Researchers at Vanderbilt University, who performed their experiment on rabbits (which have bones similar to humans), used the body’s natural wound-healing response by creating a tiny hole in a healthy bone’s outer layer and injecting the space with a calcium-based gel in hopes that the body would respond by filling the space with new bone. And it did so, producing new bone of comparable strength as native bone, in a period of about six weeks.
Further studies on large animals and clinical trials will be necessary to determine if the procedure will work on humans. In the meantime, it promises to now become possible to grow new bone for all types of repairs instead of removing it from existing bones.
Shed Pounds, Avoid Knee Stress
You’ve heard it here—and often—before: Lose weight and do those arthritic knees a favor. But what has always seemed like good, intuitive advice has now been proven. A recent study published in Arthritis & Rheumatism found that in people with knee osteoarthritis who averaged a body-weight loss of 5 percent, each pound lost produced a 4-pound reduction in pressure on the knee and an 18 percent improvement in knee function. Researchers tested 142 overweight and sedentary subjects with knee OA in a gait-analysis study and monitored their body-mass index and knee function at six and 18 months. Results showed that each pound of weight loss resulted in a fourfold reduction in the load exerted on the knee. The study’s authors concluded that modest weight loss and moderate exercise should be the cornerstone for treatment of knee OA. Although the combination of weight loss and exercise did nothing to lessen or halt the disease, the authors claim that, as a non-invasive approach, it is an effective way of treating knee OA.

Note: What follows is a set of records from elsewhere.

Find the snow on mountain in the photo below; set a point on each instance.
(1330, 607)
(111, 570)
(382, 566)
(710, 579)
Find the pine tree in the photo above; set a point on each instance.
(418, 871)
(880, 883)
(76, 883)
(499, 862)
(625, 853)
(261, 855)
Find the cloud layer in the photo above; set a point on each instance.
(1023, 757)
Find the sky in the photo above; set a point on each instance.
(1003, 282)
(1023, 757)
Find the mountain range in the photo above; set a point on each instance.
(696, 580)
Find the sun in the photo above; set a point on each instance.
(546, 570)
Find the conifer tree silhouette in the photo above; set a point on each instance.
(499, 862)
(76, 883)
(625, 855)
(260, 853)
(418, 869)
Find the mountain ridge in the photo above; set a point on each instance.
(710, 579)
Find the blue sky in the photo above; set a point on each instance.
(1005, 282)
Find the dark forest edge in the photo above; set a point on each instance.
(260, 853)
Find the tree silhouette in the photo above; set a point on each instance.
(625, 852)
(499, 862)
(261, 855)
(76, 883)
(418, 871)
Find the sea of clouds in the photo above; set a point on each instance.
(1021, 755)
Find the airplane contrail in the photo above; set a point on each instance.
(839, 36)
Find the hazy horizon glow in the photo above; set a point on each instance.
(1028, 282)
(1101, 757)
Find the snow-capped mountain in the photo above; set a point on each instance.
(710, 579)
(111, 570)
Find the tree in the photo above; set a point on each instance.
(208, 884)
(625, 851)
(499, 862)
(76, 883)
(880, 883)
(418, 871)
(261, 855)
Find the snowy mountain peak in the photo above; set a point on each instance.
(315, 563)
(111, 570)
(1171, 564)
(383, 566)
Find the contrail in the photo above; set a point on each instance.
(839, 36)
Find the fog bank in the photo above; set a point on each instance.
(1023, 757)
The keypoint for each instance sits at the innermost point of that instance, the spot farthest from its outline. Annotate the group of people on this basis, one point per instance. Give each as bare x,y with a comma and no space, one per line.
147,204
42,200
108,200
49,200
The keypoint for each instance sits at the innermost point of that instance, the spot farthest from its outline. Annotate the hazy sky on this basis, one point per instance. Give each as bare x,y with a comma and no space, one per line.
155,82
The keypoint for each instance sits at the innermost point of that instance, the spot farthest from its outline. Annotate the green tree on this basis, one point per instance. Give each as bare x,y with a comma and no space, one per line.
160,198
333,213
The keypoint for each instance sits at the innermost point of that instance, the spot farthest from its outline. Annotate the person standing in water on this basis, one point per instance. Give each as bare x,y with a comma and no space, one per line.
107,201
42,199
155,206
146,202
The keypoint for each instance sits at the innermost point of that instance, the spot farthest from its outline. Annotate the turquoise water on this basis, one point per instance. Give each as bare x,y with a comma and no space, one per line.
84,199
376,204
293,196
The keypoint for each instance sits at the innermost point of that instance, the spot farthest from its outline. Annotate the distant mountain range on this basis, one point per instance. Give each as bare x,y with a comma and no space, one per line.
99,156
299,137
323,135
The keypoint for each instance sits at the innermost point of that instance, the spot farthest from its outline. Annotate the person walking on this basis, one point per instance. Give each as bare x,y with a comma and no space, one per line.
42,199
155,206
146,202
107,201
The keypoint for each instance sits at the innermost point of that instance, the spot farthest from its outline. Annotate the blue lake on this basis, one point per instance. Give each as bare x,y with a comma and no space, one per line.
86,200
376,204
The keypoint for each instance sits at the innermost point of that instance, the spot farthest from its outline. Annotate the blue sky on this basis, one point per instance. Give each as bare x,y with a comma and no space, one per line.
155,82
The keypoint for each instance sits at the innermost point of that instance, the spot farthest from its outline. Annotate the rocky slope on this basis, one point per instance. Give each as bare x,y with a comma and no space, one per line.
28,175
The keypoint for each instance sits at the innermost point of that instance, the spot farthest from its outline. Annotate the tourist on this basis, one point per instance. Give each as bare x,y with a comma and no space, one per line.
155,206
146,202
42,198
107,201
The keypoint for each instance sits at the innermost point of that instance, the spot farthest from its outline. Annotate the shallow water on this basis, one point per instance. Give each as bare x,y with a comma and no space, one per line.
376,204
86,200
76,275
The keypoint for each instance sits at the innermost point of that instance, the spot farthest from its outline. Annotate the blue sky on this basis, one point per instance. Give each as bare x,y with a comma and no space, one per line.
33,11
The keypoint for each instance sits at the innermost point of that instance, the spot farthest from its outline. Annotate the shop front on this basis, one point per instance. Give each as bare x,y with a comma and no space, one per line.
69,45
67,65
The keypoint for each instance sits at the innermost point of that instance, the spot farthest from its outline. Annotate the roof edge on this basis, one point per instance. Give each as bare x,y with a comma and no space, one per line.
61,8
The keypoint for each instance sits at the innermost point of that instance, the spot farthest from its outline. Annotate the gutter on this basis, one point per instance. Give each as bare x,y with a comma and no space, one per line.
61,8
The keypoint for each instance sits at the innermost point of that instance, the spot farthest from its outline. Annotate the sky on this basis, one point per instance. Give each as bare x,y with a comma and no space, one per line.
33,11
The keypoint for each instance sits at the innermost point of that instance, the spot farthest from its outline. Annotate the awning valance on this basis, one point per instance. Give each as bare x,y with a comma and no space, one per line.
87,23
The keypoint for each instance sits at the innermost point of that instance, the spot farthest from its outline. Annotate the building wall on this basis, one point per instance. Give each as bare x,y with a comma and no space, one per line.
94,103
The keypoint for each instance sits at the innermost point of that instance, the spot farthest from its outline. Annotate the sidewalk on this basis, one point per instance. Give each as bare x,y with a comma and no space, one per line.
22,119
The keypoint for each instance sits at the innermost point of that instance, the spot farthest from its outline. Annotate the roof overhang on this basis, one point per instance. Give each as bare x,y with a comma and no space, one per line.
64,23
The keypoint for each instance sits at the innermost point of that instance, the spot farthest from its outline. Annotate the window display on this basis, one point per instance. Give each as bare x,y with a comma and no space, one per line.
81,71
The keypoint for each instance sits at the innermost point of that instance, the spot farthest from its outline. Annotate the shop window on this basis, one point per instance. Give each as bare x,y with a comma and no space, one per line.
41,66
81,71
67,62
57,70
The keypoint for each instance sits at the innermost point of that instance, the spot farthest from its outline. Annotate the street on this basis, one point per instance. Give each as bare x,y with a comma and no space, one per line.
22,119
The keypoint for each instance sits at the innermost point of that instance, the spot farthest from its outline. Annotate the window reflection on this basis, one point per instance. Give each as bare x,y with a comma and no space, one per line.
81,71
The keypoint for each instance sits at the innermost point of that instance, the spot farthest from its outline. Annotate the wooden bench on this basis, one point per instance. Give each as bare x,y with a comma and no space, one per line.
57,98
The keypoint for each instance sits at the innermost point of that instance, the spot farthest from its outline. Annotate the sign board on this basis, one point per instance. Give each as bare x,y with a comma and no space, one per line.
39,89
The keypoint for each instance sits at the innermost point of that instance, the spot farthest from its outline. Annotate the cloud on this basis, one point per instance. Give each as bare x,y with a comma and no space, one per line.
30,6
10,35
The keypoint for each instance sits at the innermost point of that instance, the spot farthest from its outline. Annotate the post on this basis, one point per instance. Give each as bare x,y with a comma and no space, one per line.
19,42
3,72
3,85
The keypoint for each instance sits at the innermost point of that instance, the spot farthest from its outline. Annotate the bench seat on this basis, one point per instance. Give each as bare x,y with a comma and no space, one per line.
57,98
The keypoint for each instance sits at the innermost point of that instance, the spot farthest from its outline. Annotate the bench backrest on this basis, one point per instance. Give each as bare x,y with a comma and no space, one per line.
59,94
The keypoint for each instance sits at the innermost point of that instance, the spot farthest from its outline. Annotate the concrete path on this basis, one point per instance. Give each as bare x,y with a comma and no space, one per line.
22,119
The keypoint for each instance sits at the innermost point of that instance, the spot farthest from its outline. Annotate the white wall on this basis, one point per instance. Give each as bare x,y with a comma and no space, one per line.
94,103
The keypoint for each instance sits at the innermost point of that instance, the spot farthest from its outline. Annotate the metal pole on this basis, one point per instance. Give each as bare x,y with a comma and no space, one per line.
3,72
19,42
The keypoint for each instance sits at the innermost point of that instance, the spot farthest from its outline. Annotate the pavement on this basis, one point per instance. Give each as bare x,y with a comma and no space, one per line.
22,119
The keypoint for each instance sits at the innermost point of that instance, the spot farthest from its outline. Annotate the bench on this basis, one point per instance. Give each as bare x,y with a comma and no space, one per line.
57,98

Hip Protectors Not So Protective—Especially When Not Wearing One
Do hip protectors—plastic shields or foam pads held in place with specially designed underwear—really work? Two studies say no—but they have their problems. A much publicized U.K. study found no evidence that they’re of any help in preventing fractures. The study, which appeared in Osteoporosis International and is the largest trial ever conducted on hip protectors, monitored 4,169 women (1,388 wearing a hip protector, 2,781 not wearing the device) of an average age of 78 years. After a two-year follow-up, results showed no significant difference between the two groups in the odds of sustaining a hip fracture. Another study, conducted in Holland and reported in the Journal of the American Medical Association, examined 561 people who had a high risk of hip fractures, with 276 wearing the protectors and 285 going without. After 70 weeks, 18 of those wearing hip protectors had suffered fractures, compared to 20 of those in the control group, a finding that the study’s authors considered “negligible.”
But hold on. In both studies, compliance was poor, with only 31 percent of the participants in the U.K. study reporting they wore their hip protectors on a daily basis. Further, it wasn’t known whether participants were wearing hip protectors at the time of a fall. A low compliance rate also cast the Dutch study in doubt. Of the 18 people who experienced fractures, only four were wearing hip protectors at the time.
In comparison to these studies, most trials have produced mostly positive findings about the value of a hip protector. The takeaway lesson: If you have, or plan to invest in, a hip protector, wear it 24 hours a day. And take additional measures—exercise, fall-proof your home, wear sensible shoes, take calcium and vitamin D—while you’re at it.